Hope this is OK here as it's not about a soundtrack, but I thought there might be some people with some deep knowledge of classical music on these forums who might be able to help satisfy my curiosity. It stems from me learning about Vivaldi's time about the Ospedale della Pietà, an orphanage turned conservatory, where Vivaldi worked teaching mostly female orphans how to make a living through music. Apparently he wrote many of his pieces, including the Four Seasons suite, specifically for them to perform, which I thought was really cool.

Anyway, one of his best students and proteges was Anna Maria della Pieta, a violin virtuoso who stayed at the orphanage as a performer and teacher her whole life and apparently drew in crowds of tourists just to hear her play. Vivaldi wrote a lot of pieces specifically for her to perform, like these. But the wiki page mentions she was a composer as well, and so I really wanted to hear some of her work, but I'm struggling to find anything by her instead of things written by Vivaldi for her.

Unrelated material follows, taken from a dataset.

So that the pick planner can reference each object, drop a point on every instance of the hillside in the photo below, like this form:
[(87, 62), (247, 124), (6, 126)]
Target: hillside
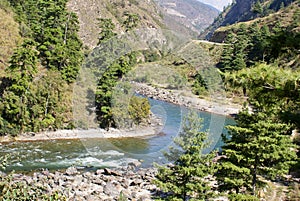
[(185, 17), (89, 11), (192, 14), (9, 35), (242, 11)]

Part of the problem could be her being an orphan she was given her surname by the orphanage, and was also known as Anna Maria della Violin due to the practice of naming instruments that they were best at, but due to her talent she's apparently also recorded as Anna Maria della Oboe, Cello etc...

I did find this, which is purportedly cadenzas from her notebook, but the comments seem to indicate that nobody knows if she wrote them copied them as part of some school exercise. So it might be a long shot, but does anybody know if there are any works definitely attributed to her?


----------



## Hoopyfrood (May 7, 2022)

Edward Givens said:


> I noticed some papers linked from her wikipedia page. Maybe in there?
> 
> You might consider contacting A baroque violinist - Monica Huggett maybe, or Andrew Manze. You never know who might be approachable - it's certainly an interesting topic. I could totally believe the candenzas are hers - in the renaissance (more my area) musicians absolutely wrote out their ornaments.
> 
> Good luck


OK thanks, maybe I'll look them up.


----------